Chief Justice of British Columbia and Chief Justice of the Court of Appeal of Yukon
- Incumbent
- Assumed office December 8, 2023
- Nominated by: Justin Trudeau
- Appointed by: Mary Simon
- Preceded by: Robert J. Bauman

Puisne Justice of the British Columbia Court of Appeal
- In office March 24, 2021 – December 8, 2023
- Nominated by: Justin Trudeau
- Appointed by: Richard Wagner
- District: Vancouver

Puisne Justice of the Supreme Court of British Columbia
- In office June 21, 2017 – March 24, 2021
- Nominated by: Justin Trudeau
- Appointed by: David Johnston
- District: Kelowna

Judge of the Provincial Court of British Columbia
- In office 2013–2017

Personal details
- Alma mater: University of Victoria
- Profession: Lawyer

= Leonard Marchand Jr. =

Canadian judge

Leonard Marchand is the Chief Justice of the Court of Appeal of British Columbia and Chief Justice of the Court of Appeal of Yukon. Since the Court of Appeal is the highest court in British Columbia, the position can be titled as simply the "Chief Justice of British Columbia." He is the first person of Indigenous (First Nations) identity to hold the post of Chief Justice. He is the son of Donna Marchand (nee Parr) and politician Leonard Marchand.

== Early life ==
Marchand is Syilx and a member of the Okanagan Indian Band. He grew up in Kamloops, B.C.

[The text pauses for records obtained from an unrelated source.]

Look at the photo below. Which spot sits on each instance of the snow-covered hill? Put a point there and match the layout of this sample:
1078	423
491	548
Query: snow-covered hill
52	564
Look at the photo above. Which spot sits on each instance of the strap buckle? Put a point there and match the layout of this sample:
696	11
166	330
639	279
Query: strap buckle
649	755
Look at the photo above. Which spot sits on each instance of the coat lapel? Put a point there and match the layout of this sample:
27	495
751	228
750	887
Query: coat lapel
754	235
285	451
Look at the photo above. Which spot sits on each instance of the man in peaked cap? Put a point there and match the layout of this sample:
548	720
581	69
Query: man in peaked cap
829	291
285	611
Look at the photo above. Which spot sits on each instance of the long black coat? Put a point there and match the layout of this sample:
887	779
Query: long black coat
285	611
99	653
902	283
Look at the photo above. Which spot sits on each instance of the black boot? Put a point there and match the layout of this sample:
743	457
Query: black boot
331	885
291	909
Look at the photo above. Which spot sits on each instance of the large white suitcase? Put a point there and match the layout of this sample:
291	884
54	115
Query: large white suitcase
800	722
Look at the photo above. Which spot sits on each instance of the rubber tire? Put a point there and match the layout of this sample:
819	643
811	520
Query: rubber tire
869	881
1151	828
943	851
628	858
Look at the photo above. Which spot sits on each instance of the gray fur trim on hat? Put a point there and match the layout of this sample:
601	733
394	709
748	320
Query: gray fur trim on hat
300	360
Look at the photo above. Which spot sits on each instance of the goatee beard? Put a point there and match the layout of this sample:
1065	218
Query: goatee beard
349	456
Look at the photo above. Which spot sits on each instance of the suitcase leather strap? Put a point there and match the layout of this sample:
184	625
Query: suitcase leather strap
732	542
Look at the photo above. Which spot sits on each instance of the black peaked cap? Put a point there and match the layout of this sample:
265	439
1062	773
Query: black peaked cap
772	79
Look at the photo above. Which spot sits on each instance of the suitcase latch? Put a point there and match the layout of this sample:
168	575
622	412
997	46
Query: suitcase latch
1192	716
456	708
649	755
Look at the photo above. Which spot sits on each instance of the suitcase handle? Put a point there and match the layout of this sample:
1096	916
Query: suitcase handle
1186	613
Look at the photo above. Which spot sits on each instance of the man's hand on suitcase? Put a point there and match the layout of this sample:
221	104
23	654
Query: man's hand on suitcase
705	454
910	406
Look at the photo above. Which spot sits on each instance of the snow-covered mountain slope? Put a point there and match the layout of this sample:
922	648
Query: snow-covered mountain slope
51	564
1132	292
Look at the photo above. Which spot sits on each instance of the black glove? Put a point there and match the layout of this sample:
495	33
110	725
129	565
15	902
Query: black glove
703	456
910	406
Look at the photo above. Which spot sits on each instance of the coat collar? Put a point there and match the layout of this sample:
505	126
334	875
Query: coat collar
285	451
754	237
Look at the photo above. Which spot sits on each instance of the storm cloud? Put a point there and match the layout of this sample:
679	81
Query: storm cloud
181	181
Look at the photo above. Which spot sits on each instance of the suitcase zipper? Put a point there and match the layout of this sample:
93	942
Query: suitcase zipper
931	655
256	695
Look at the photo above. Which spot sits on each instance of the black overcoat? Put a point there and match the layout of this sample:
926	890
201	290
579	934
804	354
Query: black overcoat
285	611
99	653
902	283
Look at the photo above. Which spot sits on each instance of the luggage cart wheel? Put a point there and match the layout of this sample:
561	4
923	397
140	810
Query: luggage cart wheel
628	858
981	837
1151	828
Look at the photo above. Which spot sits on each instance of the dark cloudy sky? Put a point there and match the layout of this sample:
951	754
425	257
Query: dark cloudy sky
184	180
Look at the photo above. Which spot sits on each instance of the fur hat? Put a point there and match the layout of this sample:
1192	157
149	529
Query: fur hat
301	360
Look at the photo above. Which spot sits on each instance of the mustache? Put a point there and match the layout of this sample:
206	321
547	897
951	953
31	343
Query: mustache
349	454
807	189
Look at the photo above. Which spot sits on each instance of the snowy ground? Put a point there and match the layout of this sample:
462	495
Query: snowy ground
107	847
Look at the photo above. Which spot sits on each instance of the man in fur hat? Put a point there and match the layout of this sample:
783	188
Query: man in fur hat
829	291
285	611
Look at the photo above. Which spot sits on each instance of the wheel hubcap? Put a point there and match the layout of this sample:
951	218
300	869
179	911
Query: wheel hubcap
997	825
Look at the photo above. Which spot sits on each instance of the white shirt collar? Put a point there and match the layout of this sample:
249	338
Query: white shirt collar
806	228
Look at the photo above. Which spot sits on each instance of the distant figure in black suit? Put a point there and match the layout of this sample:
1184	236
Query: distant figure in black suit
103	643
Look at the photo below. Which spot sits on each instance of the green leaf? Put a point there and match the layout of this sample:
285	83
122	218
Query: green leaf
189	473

He graduated from the University of British Columbia in 1986 with a B.A.Sc. in chemical engineering. He worked in the oil industry for five years before attending law school at the University of Victoria, graduating in 1994.

== Career ==
From 1995 to 2013, he practiced law at Fulton & Company LLP in Kamloops, where his practice focused on the liability of public authorities, including by advancing civil claims for abuses suffered by residential school survivors.

Notably, in 2005, he helped negotiate and was a signatory to the Indian Residential Schools Settlement Agreement. He served on the Oversight Committee for the Independent Assessment Process and on the Chief Adjudicator's Reference Group.

Marchand was asked to serve on the Selection Committee to make recommendations on appointments to the Truth and Reconciliation Commission.

In 2013, he was appointed to the Provincial Court of British Columbia. He was appointed to the Supreme Court of British Columbia in 2017. He also presided in Kamloops Cknucwentn First Nations Sentencing Court in Kamloops. In 2021, he was appointed to the British Columbia Court of Appeal.

In December 2023, Marchand was appointed Chief Justice of British Columbia and the Chief Justice of the Court of Appeal of Yukon.